Roanoke: Search for the Lost Colony was a very good show! I grew up just a little up river from where the show says the 1st stone was found. It is true that you can find pottery and arrow heads with every scoop of dirt in that area. However, this could not be the place the stone was found as the area is not near hwy 17. So the location contradicts previous reports.
I think the 1st stone is real, but I have doubts it was found by Hammond in the area. I suspect he purchased it from someone that he met at the Lost Colony Play.. It is too coincidental that he comes to watch the play and on trip back, he stumbles across the stone while looking for hickory nuts...

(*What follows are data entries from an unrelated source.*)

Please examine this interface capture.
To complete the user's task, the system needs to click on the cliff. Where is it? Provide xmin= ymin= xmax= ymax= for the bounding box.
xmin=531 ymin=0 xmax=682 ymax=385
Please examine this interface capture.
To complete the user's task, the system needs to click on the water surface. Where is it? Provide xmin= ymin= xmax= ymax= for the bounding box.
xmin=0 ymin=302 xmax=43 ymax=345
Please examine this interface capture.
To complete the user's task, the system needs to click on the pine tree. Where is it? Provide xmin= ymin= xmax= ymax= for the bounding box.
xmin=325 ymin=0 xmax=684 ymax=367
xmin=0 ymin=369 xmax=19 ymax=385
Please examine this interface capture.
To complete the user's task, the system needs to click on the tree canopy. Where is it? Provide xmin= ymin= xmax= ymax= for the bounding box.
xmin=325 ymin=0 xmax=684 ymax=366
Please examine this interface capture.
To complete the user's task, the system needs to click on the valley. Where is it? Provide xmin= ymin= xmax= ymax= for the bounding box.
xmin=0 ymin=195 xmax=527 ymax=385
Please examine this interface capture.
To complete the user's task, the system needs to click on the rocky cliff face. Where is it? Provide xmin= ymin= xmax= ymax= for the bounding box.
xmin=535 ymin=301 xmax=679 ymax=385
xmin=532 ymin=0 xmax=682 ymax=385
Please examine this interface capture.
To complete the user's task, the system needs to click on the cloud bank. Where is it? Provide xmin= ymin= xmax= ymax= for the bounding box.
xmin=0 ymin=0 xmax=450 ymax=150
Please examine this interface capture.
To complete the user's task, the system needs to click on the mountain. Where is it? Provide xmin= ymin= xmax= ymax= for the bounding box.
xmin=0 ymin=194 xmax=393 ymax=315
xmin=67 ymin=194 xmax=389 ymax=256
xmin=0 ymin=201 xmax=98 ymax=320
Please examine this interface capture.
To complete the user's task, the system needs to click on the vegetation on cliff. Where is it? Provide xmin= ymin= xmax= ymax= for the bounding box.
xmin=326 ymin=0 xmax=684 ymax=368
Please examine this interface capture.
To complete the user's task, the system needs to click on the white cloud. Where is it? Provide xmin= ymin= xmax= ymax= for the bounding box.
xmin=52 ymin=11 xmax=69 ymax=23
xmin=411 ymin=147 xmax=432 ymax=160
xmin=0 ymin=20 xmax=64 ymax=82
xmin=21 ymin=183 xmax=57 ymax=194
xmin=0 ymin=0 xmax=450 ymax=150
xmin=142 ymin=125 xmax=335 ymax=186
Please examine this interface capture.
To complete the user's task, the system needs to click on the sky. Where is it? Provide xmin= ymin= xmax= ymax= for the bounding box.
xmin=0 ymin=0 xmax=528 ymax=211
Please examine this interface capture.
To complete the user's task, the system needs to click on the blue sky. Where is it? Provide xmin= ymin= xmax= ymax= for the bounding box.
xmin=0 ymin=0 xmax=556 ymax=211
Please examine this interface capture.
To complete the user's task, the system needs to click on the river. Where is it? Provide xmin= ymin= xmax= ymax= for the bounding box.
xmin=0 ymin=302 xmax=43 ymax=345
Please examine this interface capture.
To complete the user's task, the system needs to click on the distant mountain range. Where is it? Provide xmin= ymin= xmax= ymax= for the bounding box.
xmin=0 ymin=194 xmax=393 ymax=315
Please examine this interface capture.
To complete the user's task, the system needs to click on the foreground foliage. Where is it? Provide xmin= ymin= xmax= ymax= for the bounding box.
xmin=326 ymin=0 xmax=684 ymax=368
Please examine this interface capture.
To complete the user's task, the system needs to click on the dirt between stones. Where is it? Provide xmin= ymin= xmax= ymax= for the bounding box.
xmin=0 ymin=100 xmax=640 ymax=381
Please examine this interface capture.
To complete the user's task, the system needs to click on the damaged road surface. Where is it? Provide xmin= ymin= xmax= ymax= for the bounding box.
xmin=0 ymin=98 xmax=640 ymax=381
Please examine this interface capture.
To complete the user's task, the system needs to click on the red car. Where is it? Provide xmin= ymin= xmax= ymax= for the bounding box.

White was unable to search more than 1 afternoon due to bad weather, it being late in the year, with onshore winds threatening to drive his ship aground. It appears like the colonists split up among several sites, one being near present day Buxton, another at Beech Ridge on the Alligator River, a possible site near Cape Henry in VA which Powhatan bragged about destroying to Captain John Smith of Jamestown, and the present day site at the mouth of the Chowan River. The peculiar "disappearance" is partly due to the 100 year vacuum in North Carolina settlement, which was primarily settled from Virginia by landless and illiterate folk from Tidewater Virginia. Whatever slim documentation they may have left concearning the lost colonists was probably lost in turmoil with native Americans.NCpedia


Aye, but John Smith seems a bit of a liar with his tales. I would take everything he has written down with a grain of salt.